Hotel Woodstock (Journal des débats)

mercredi 2 décembre 2009 par Claude

Pouvoir des fleurs, défonce au LSD dans un combi Volkswagen au décor indien, source de vagues hallucinatoires, brownies au haschich proposés aux parents d’Elliot, beauté botticellienne de Michaël Lang ou danse mi-Carpeaux, mi-Matisse des corps nus et libérés des comédiens sur scène ou dans l’eau - les images jubilatoires et fusionnelles d’ "Hôtel Woodstock" ont séduit les Cramés en ce mardi 1er décembre : le débat a ravivé bien des souvenirs sur cette époque de 68 qui, au-delà des excès ou des naïvetés, a marqué toute une génération et insufflé un idéal communautaire dont, pour beaucoup de spectateurs, les jeunes semblent aujourd’hui assez dépourvus. Delphine remarque pourtant que les ados ont leur musique, leur langage, leur fonctionnement spécifiques mais Christine lui rétorque qu’ils n’en restent pas moins fermés dans leur monde virtuel, leur cercle et ne paraissent animés ni par la révolte, ni par l’espoir en des lendemains qui chantent.

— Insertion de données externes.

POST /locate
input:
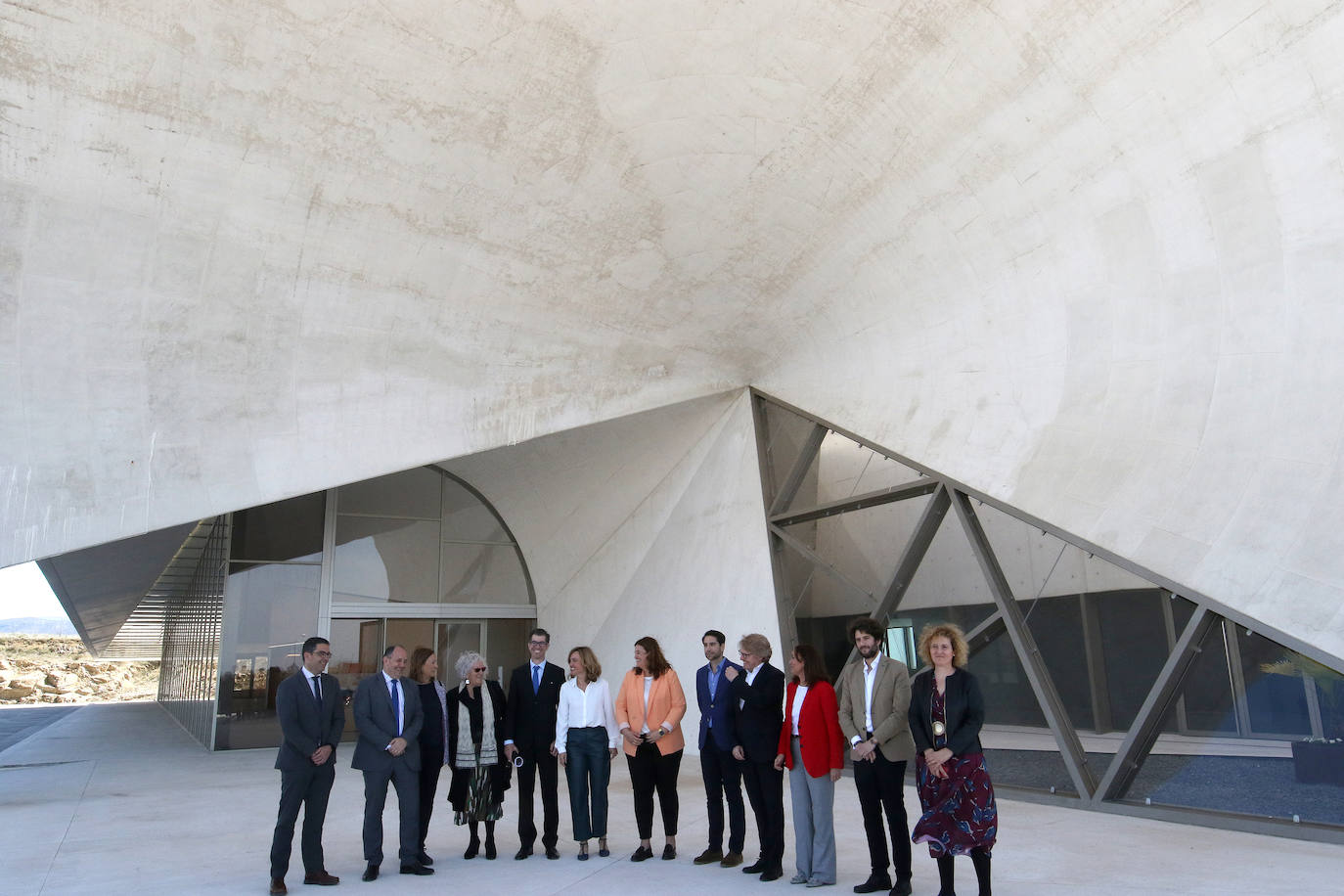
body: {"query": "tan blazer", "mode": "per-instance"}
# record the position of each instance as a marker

Ce film, présenté par Chantal Lévy, professeur d’anglais au lycée en forêt, nous aura fait passer un bon moment : Fançoise regrette certes que le cinéaste, Ang Lee, ne nous ait donné ni à voir (si ce n’est d’assez loin), ni à entendre les concerts du festival Woodstock proprement dit - la musique, telle la chanson "Freedom", ne faisant qu’accompagner le parcours d’Elliot Tiber, promoteur de l’événement, et l’organisation pratique de l’événement ; car tel est bien le propos d’Ang Lee, son parti-pris esthétisant, avec ses gros plans sur l’éphèbe Michaël Lang (joué par Jonathan Groff) ou les plans larges sur les champs de Bethel recevant non les 45 000 festivaliers attendus mais...10 fois plus (!) Tout le monde connaît Joan Baez, les Who’s ou Santana ; en revanche, grâce à l’autobiographie d’Eliot et au point de vue interne du maître d’oeuvre du festival, nous comprenons mieux en quoi Woodstock fut pour la génération hippie un événement poétique - politique même - dans une Amérique alors et toujours puritaine où Eliott venait d’une Californie libératrice - rappelle Chantal. Nous voyons surtout comment elle a pu bouleverser un individu en marquant un tournant majeur dans son itinéraire personnel. Elliot en effet découvre et ose assumer son homosexualité : et, tout en renflouant financièrement ses parents hôteliers apparemment aux abois (la mère, névrosée et hystérique, cache en fait un magot !), il se libère de leur emprise et les aide aussi à se libérer d’une vie petite et mesquine. Lui-même, architecte d’intérieur sans travail ni réussite, retrouvera le goût de la création et du voyage, prenant ainsi dans la vie un nouveau départ : il quitte ses parents pour la vraie vie, en pleine autonomie.
La discussion s’est animée autour de l’apport et de l’héritage de 68 et du mouvement hippie : Claude a rappelé les propos présidentiels biffant d’un trait ces années-là pour les renvoyer à un gauchisme soi-disant suranné ; Henri souligne la nécessité de replacer ces événements dans leur contexte pour mieux comprendre la révolution culturelle qui s’est alors opérée. Huguette et Michelle évoquent à cet égard la libération de la femme, alors qu’elle ne pouvait auparavant disposer d’un chéquier, qu’un couple non marié ne pouvait aller à l’hôtel. Huguette souligne quelle surprise (quel scandale ?) avait créée Maurice Béjart lors d’un ballet à Marseille en 1962 en montrant des corps à demi dévêtus.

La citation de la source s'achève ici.